The sun had a way of avoiding the crumpled tissue of overcast skies. The feather in his pocket was damp from keeping. He set it free. Her breath covered the tree and the butterfly rising to his throat. He lay down beside her, mud and water in his eyes.

so you may find your name etched
or who writes riddles or letters on grain

lo
after angels reveal blood lineage from sea to city you trace these for the unseen or unseeing

mi
when it calls
it calls infinite tie soar
or skin of skin resplendent beloved or home on a hill

se
honest passions/ sip different /nouns missed /streets walls and cobble hemispheric change/ latitudes of fault no lines of no return/ endless seam to seam

oh
scatter my line
encounters and wander-
lust after road
name the foreign and the found

au
my thimble
oven mitten dyed purple
moor or hen or what I may remember vermilion cascade in a circle drawn to vie o you

be
from the widest
letter narrow alley spaces missed between grudging and giving
he takes she makes her way and distance leaves rustling

The leaves must spring from dew
There must be dew
There must be water, even on the moon
among the faults, such lines as occur
on the rocks, such forms, among thorns
the many voices as inhabit fingers or
my throat under yours and among the
needs, such as there are, the collapsing
walls, muted as the submerged throb.

Variegated corpses for identification-
sutured, antiseptic, pain threshold reducer,

I now care about people I didn’t know yesterday
You know the kind?

Don’t scratch me there tulip,
There’s a sore spot under that finger nail.
It’s a drunken question-
I believe in the power of water.
That’s how life is.
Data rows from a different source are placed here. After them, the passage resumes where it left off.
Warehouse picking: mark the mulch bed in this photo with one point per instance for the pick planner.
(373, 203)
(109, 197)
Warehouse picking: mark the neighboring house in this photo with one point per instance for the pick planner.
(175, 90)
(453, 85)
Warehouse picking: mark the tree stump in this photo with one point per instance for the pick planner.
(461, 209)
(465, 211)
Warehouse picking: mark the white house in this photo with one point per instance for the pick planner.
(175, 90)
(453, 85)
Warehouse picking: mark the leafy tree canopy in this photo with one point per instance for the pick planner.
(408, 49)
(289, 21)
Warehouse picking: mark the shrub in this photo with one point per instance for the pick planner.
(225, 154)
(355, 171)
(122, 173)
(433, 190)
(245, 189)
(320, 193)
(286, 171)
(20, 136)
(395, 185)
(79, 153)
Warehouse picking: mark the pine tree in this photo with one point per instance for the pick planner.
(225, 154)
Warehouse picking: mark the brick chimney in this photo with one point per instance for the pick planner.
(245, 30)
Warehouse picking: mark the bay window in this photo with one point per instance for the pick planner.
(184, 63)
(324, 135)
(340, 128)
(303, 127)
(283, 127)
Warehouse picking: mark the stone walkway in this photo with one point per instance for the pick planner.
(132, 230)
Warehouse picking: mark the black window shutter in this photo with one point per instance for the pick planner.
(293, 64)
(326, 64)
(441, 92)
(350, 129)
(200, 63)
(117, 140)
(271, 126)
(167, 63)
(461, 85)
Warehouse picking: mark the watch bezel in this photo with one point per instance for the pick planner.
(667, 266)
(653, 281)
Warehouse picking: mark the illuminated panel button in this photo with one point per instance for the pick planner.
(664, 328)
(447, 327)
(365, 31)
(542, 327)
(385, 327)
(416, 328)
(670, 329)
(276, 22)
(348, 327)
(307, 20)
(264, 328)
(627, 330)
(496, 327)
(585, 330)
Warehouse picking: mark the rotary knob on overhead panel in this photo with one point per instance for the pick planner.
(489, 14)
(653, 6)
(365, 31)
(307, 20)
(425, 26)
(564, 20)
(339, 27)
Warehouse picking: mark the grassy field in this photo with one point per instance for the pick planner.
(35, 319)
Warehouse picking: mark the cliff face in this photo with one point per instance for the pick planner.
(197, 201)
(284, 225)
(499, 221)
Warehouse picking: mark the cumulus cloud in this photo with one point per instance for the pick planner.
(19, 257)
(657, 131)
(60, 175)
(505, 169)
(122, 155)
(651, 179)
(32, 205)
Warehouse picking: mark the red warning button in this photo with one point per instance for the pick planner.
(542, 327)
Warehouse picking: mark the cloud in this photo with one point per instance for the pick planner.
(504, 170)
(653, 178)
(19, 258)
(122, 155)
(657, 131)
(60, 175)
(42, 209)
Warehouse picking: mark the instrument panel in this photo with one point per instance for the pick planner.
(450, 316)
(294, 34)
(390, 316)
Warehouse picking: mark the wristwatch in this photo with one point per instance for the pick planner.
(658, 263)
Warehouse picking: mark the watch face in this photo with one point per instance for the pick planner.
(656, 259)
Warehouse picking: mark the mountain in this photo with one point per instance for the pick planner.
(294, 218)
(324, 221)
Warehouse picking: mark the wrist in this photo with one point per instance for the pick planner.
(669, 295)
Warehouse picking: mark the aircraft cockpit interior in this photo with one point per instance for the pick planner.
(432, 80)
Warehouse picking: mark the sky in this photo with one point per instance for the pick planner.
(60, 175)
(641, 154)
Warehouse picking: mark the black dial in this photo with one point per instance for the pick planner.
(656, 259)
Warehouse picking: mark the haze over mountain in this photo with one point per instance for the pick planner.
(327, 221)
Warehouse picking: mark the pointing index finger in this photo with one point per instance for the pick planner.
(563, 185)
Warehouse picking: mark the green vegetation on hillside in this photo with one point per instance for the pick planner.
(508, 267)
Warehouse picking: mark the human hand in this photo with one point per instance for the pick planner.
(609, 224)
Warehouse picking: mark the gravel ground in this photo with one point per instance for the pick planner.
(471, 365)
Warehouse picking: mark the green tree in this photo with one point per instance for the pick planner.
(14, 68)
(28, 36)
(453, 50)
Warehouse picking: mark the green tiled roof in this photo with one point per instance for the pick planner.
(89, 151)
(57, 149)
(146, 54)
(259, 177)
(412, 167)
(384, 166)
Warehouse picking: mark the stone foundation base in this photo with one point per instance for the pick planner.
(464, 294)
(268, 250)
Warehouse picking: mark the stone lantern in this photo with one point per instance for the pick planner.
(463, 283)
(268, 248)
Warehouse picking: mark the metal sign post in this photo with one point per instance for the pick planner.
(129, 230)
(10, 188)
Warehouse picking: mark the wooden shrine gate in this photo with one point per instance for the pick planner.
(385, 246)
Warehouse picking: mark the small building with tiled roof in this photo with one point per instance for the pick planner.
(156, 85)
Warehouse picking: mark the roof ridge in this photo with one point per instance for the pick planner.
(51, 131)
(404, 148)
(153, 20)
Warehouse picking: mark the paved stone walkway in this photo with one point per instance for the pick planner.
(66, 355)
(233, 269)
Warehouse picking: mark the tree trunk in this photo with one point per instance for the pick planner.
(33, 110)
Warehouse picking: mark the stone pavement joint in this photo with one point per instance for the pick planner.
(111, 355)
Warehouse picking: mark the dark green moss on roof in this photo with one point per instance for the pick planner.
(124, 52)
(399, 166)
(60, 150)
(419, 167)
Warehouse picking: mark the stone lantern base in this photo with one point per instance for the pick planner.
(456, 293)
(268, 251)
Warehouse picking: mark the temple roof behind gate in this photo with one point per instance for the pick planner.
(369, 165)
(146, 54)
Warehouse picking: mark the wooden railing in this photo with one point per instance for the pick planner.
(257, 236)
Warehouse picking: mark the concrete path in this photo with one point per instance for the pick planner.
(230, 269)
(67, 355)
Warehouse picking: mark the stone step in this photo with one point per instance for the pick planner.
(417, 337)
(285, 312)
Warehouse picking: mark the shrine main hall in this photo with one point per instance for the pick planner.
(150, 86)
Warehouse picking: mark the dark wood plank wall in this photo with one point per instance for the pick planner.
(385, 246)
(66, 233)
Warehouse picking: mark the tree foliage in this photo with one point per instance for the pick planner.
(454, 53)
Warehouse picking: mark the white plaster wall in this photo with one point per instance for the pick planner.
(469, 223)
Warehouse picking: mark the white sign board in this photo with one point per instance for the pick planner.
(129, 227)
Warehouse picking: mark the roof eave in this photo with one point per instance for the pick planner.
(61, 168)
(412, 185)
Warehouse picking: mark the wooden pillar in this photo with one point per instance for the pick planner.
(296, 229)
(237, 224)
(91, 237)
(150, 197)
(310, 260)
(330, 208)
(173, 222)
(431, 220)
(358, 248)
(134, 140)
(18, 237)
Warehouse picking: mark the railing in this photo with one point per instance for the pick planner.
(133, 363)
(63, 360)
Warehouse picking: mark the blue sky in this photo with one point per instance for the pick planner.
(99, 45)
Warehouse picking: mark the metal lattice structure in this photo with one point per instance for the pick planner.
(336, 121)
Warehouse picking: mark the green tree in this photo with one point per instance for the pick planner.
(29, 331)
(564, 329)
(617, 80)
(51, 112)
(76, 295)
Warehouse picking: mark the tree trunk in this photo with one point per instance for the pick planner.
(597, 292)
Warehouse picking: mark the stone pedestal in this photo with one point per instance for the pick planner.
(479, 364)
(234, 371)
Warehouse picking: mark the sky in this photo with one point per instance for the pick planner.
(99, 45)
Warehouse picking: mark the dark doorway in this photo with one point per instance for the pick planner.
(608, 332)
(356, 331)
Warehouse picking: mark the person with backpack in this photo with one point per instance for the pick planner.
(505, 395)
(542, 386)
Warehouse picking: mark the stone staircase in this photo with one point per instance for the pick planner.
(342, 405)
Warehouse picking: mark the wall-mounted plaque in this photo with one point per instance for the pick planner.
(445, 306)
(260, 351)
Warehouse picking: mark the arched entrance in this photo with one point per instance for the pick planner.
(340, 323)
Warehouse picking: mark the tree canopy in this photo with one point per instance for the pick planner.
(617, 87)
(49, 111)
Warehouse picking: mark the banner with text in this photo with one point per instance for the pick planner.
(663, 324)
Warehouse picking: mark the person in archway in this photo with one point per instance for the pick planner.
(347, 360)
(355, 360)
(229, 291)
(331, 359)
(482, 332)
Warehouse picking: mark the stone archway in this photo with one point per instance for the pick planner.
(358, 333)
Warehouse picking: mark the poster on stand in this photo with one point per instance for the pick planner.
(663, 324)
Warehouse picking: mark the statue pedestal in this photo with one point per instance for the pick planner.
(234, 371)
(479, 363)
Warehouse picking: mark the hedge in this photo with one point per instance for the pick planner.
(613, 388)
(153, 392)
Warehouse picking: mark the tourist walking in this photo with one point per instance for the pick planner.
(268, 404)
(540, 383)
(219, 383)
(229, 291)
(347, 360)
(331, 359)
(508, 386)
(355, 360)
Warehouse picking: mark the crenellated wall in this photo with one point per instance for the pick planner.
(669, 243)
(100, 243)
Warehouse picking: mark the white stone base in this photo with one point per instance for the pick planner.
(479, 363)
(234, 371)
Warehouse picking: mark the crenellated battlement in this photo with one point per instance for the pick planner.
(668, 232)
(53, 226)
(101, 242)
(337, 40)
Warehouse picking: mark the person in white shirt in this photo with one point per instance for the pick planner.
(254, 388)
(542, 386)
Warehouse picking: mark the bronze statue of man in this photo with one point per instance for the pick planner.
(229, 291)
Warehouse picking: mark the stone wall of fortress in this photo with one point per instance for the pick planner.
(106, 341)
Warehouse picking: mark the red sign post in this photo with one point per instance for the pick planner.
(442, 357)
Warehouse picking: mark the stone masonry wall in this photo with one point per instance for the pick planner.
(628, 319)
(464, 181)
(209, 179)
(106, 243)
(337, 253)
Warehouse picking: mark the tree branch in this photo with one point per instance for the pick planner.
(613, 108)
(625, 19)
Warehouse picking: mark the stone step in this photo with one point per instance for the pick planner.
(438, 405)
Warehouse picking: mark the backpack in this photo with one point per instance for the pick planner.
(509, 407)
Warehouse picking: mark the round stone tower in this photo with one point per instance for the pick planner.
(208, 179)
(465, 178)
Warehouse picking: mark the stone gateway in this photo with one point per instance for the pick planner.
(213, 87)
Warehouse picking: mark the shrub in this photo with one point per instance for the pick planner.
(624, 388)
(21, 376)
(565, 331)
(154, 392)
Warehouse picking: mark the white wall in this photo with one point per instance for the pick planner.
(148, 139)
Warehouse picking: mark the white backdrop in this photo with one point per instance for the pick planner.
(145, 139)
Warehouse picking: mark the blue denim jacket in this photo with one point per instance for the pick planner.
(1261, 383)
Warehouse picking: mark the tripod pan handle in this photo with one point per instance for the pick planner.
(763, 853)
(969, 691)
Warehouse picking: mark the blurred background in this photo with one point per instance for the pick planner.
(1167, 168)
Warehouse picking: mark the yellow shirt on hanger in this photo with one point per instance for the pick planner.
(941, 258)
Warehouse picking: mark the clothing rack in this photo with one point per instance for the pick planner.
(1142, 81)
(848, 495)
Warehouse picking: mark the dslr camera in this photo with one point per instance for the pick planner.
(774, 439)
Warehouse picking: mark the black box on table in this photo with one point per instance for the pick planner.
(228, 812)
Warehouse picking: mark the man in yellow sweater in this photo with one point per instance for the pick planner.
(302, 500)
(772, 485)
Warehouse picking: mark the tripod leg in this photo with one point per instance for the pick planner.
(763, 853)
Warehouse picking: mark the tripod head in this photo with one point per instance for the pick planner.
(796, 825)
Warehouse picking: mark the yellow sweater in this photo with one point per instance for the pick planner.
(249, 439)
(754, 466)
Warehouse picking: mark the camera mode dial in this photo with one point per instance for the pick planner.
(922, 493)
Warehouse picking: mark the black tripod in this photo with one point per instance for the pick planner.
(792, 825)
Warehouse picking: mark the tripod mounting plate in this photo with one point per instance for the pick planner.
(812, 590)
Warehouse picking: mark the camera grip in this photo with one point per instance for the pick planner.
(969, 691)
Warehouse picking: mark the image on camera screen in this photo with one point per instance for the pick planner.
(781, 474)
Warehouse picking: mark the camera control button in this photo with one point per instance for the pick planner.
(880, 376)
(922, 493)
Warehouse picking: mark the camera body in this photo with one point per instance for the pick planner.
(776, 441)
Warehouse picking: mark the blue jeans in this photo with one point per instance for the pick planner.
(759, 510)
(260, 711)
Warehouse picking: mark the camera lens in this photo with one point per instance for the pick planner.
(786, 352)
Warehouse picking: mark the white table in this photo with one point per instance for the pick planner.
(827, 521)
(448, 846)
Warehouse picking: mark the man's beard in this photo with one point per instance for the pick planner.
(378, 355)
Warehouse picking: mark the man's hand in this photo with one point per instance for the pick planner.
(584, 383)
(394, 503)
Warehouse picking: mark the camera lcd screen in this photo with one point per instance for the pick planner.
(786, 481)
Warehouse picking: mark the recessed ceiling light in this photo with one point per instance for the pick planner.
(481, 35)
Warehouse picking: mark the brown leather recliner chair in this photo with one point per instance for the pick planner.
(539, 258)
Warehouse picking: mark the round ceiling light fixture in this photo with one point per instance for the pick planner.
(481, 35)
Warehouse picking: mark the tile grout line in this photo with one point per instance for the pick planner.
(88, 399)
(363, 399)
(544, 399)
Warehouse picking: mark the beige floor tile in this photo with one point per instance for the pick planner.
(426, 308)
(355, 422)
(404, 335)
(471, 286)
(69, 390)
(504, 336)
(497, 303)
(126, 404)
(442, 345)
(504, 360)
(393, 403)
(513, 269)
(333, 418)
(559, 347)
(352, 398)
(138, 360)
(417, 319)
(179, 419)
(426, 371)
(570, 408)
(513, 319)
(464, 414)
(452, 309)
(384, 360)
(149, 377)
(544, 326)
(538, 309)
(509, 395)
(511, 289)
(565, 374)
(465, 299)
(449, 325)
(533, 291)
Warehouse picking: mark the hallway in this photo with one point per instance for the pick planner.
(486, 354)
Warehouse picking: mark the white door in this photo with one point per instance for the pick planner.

It is cruel.

What Wind

Love is not possession,
But the possession of love—

Do me this service of honesty
Even if—

Don’t toss thoughts around
Like stars scatter.

I’m just like the characters in my books
Have always been- quite ephemeral.

It seems like a long conversation
Or a note to self,

The lives they didn’t,
The girl monk in the practice monastery-

Would she write letters?
Confess dishonesty in all honesty?

Uncut
A Poem for Michael McClure

On the east wing rooftop of Building A
more towards a more technological start,
pretend monks met with their black books
and declared India India,
washed their hands of baggage tags,
collected over quests for mystic peace,
purged the yogic necessity for weed
with weed and died.

In the west wing auditorium of the building
he addresses the gathering
with smashing poise
and lots of free advice,
a gnawing sense of hunger
and much diluted zen potion
the monks are worried sick about.
He announces to the world that India is India too.

Anna is going to shave her head,
go to Dharamshala,
take pranic healing lessons,
weep for Tibet,
stare hard
so the future begins to make itself
and take the Gandhi video home tonight
to sleep with her.


Born and raised in India where she taught English and worked as a freelance journalist, Mukta Sambrani moved to the US in 1999, where she earned an MFA in Creative Writing from San Francisco State University. Her first book of poems, The woman in this room isn't lonely was published by Writer's Workshop, Calcutta in 1997. Her work has appeared in journals and anthologies such as Verse, Em Literary, Cipactli, Fourteen Hills, Hyphen Magazine, Laundry Pen, The Scribbler, Poetry Chain, Fulcrum, The Bloodaxe Book of Contemporary Indian Poets, Sixty Indian Poets (edited by Jeet Thayil), and an anthology of contemporary Indian women's poetry published by Sahitya Akademi: We Speak in Changing Languages. She is the recipient of the 2003 Audre Lorde creative writing award and an honorable mention for the Starcherone prize. She lives in Berkeley, California and teaches English at a High School in neighboring Oakland.